感情の揺れ方

それでも笑っていたい

ラーメンズ第15回公演『ALICE』

 モーフィング。モーフィングとは、時系列的に連続するふたつの画像、つまり変化前の画像Aと変化後の画像Bがあったとして、その間に存在する変化中の状態をコンピューターグラフィックスで自動的に生成してしまう技術のことを指す。例えば真顔の画像と笑顔の画像があったとして、そこにモーフィングを用いれば真顔から笑顔へと表情が変化する様子を作り出すことが出来る。この技術は映画『ターミネーター2』やマイケル・ジャクソンの「Black or White」のPVで使用され一躍有名となった。

 ある物事が変化していく様子を作り出すこと。それをモーフィングと呼ぶとするなら、ラーメンズ第15回公演『ALICE』における一本目のコントが「モーフィング」と銘打たれていることにも納得がいく。このコントでは「釈然としない話」が続いた後、小林と片桐が様々な言葉を徐々に変容させていき、いくつかのショートコントが連続していく。例えば「厚生年金会館前」というワードが「好青年機械化前」に変化して、小林賢太郎が機械化された好青年を演じたりする。続く二本目「後藤を待ちながら」では、アルバイト(後藤)の誕生日を祝うためにサプライズを計画する”良い”上司が徐々に悪態をついていく様子が描かれる。三本目の「風と桶に関する幾つかの考察」はモーフィングの最たるものと言っていいかもしれない。「風が吹けば桶屋が儲かる」ということわざの、「風が吹く」という事象と「桶屋が儲かる」という事象の間に何が起こっているのか。その部分をコンピュータグラフィックスではなく、ラーメンズのふたりが生成していく。

   

 しかしこの「風と桶に関する幾つかの考察」には、もうひとつ注目すべき点がある。それはオチの部分で「桶屋が儲かる」というワードにある変化が加えられている点だ。原則に立ち返れば、モーフィングの始まりと終わりとは固定されているはずで、そこに変化は発生しないはずだった。モーフィングはあくまでも始まりと終わりの間にあるはずの変化、間隙を埋めていく作業だからである。だが、その終わりの部分すらこのコントでは変化してしまった。変容。あるいは変身。そう、『ALICE』という公演における「変化・変身」は、モーフィングの枠を飛び越えていく。「バニー部」、「甲殻類のワルツ」、「イモムシ」。特に「イモムシ」は「モーフィング」という単語の生まれ方に関するふたつの説、すなわち「”変化・変身”を意味する metamorphosis の中間部分から命名された」という説と「move(移動)とmorphology(形態)の合成である」という説に鑑みると、この公演において重要な役割を担っているような印象を受ける。
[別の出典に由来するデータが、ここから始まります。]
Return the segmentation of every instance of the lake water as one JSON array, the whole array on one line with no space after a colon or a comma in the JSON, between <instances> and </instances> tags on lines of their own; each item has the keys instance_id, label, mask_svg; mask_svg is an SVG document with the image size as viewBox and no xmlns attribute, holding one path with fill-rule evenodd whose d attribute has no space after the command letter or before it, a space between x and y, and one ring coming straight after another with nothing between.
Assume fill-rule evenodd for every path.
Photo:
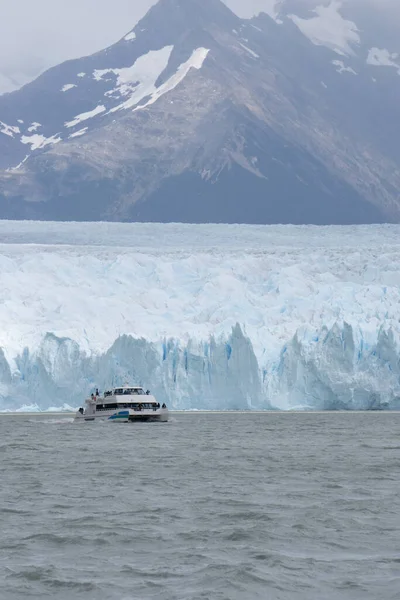
<instances>
[{"instance_id":1,"label":"lake water","mask_svg":"<svg viewBox=\"0 0 400 600\"><path fill-rule=\"evenodd\" d=\"M0 417L0 598L400 598L400 414Z\"/></svg>"}]
</instances>

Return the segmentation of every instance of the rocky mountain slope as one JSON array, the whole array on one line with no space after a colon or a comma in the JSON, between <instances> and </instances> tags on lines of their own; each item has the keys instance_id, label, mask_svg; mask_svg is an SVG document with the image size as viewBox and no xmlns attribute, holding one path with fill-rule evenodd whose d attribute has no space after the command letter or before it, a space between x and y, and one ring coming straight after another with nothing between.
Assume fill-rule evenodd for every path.
<instances>
[{"instance_id":1,"label":"rocky mountain slope","mask_svg":"<svg viewBox=\"0 0 400 600\"><path fill-rule=\"evenodd\" d=\"M0 218L400 222L395 30L373 5L270 7L159 0L1 96Z\"/></svg>"}]
</instances>

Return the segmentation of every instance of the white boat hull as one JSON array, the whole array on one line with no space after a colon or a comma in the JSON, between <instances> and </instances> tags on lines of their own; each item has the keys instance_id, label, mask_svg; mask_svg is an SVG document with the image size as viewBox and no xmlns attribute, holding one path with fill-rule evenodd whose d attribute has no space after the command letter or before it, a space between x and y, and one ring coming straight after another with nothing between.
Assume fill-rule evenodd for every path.
<instances>
[{"instance_id":1,"label":"white boat hull","mask_svg":"<svg viewBox=\"0 0 400 600\"><path fill-rule=\"evenodd\" d=\"M94 414L86 414L78 411L75 415L74 421L78 423L87 423L93 421L111 421L114 423L135 423L141 421L166 423L168 418L169 413L167 408L142 411L120 409L101 411Z\"/></svg>"}]
</instances>

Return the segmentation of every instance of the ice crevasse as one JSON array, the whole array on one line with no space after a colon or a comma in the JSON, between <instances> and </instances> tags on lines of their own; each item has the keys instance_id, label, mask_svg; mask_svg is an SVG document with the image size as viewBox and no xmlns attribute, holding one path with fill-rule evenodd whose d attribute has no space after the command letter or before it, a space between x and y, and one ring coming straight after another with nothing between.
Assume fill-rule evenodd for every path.
<instances>
[{"instance_id":1,"label":"ice crevasse","mask_svg":"<svg viewBox=\"0 0 400 600\"><path fill-rule=\"evenodd\" d=\"M400 408L400 227L0 222L0 410Z\"/></svg>"}]
</instances>

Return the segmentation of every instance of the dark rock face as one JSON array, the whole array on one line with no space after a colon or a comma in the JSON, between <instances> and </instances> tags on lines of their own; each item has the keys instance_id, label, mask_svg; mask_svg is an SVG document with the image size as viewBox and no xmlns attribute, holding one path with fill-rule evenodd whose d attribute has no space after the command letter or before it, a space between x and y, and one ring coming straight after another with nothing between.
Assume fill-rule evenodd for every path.
<instances>
[{"instance_id":1,"label":"dark rock face","mask_svg":"<svg viewBox=\"0 0 400 600\"><path fill-rule=\"evenodd\" d=\"M114 46L0 97L0 218L400 222L395 38L380 22L374 42L358 5L338 14L363 23L344 50L304 34L296 0L280 22L160 0Z\"/></svg>"}]
</instances>

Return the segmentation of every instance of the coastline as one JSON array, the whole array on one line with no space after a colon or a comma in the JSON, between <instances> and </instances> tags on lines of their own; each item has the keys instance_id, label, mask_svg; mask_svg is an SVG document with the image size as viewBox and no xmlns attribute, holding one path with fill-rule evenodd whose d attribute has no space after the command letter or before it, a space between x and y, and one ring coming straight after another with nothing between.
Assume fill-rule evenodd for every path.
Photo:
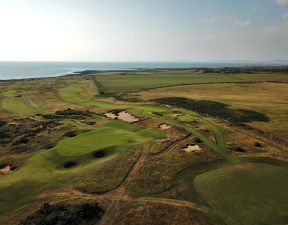
<instances>
[{"instance_id":1,"label":"coastline","mask_svg":"<svg viewBox=\"0 0 288 225\"><path fill-rule=\"evenodd\" d=\"M222 74L239 74L239 73L285 73L288 74L288 65L262 65L262 66L223 66L223 67L161 67L161 68L132 68L132 69L106 69L106 70L82 70L75 72L59 73L55 75L38 76L38 77L23 77L23 78L11 78L11 79L1 79L1 83L6 82L17 82L25 80L39 80L47 78L58 78L58 77L68 77L68 76L81 76L81 75L92 75L97 73L108 73L108 72L119 72L119 73L129 73L129 72L157 72L157 71L188 71L195 70L195 72L201 73L222 73Z\"/></svg>"}]
</instances>

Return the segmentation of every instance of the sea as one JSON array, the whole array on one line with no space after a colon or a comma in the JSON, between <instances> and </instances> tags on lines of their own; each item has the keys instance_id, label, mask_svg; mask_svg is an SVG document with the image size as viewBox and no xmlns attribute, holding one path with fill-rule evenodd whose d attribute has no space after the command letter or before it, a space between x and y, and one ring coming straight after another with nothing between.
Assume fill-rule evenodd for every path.
<instances>
[{"instance_id":1,"label":"sea","mask_svg":"<svg viewBox=\"0 0 288 225\"><path fill-rule=\"evenodd\" d=\"M0 62L0 80L57 77L85 70L219 68L287 65L283 62Z\"/></svg>"}]
</instances>

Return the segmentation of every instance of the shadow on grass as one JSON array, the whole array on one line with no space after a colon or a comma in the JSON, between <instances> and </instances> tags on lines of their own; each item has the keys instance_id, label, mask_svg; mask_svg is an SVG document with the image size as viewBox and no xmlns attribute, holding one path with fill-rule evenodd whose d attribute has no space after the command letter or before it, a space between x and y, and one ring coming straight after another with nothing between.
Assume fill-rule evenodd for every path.
<instances>
[{"instance_id":1,"label":"shadow on grass","mask_svg":"<svg viewBox=\"0 0 288 225\"><path fill-rule=\"evenodd\" d=\"M158 98L155 102L174 107L191 110L200 114L218 117L235 124L248 123L253 121L268 122L269 118L259 112L247 109L232 109L228 104L208 100L194 100L188 98Z\"/></svg>"}]
</instances>

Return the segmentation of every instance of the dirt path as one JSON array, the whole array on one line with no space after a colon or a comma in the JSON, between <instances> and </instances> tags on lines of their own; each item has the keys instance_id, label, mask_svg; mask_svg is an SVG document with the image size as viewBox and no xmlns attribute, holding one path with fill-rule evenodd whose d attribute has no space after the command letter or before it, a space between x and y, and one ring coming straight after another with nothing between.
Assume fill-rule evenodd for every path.
<instances>
[{"instance_id":1,"label":"dirt path","mask_svg":"<svg viewBox=\"0 0 288 225\"><path fill-rule=\"evenodd\" d=\"M145 146L143 148L143 152L138 159L138 161L134 164L132 169L129 171L126 179L121 183L121 185L114 189L111 192L108 192L104 194L104 196L111 201L111 205L106 209L105 214L103 215L100 225L109 225L113 224L114 219L117 217L117 215L120 214L121 205L124 202L131 202L133 199L129 196L128 192L125 189L125 184L129 183L133 176L139 171L139 169L143 166L145 160L148 157L150 145Z\"/></svg>"},{"instance_id":2,"label":"dirt path","mask_svg":"<svg viewBox=\"0 0 288 225\"><path fill-rule=\"evenodd\" d=\"M197 209L201 211L207 212L209 209L203 206L199 206L193 202L185 201L185 200L179 200L179 199L169 199L169 198L153 198L153 197L143 197L137 199L139 202L151 202L151 203L162 203L166 205L173 205L173 206L182 206L182 207L188 207L191 209Z\"/></svg>"},{"instance_id":3,"label":"dirt path","mask_svg":"<svg viewBox=\"0 0 288 225\"><path fill-rule=\"evenodd\" d=\"M163 154L164 152L168 151L169 149L177 146L178 144L181 144L182 142L185 142L188 138L190 138L192 135L191 134L188 134L186 135L185 137L171 143L170 145L168 145L166 148L164 148L162 151L160 152L157 152L155 154L153 154L153 156L156 156L156 155L160 155L160 154Z\"/></svg>"}]
</instances>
 そして最後のコントである「不思議の国のニポン」もまた、変化・変身というテーマを念頭に置いて作られている。それも先述した「バニー」「甲殻類」「イモムシ」といったコントにおける「形態・動き」にフォーカスしたものではない、「言葉の変化」を扱っているのが「不思議の国のニポン」だ。不思議の国のニポン。不思議の国。不思議の国の…アリス。不思議の国の、という枕詞によって導かれるのは、やはりルイス・キャロルによる『不思議の国のアリス』だろう。ストーリーはもちろん、この作品は作者によるナンセンスな言葉遊びや「かばん語」と呼ばれる、複数の語の一部を組み合わせて作られた合成語によっても有名である。例えばアリスが"tail"と"tale"を聞き間違えた場面であったり、「ジャバウォックの詩」に登場する「Frumious(fuming+furious)」、「Uffish(gruffish+roughish+huffish)」といった、それぞれ「燻り狂う」「暴なる」を意味する単語などがそれにあたるのだが、『不思議の国のアリス』がもつこの特徴はまさしく『ALICE』のそれと一致するのではないだろうか。そもそも考えてみると、「バニー」も「甲殻類」も「イモムシ」も『アリス』において言及される生物たちだ。ナンセンスな言葉遊び、合成語、バニーにイモムシ。しかしそれでも釈然としない部分はある。それはやはり「モーフィング」によってラーメンズが生み出す、固定された「始まりと終わり」の間を埋める部分である。「風と桶」におけるそれも、「バニー部」におけるそれも、やはり釈然としない。しかし冒頭のまさに「モーフィング」において、ある重要なキーワードが提示されている。そしてそれはこの『ALICE』全体を貫いている。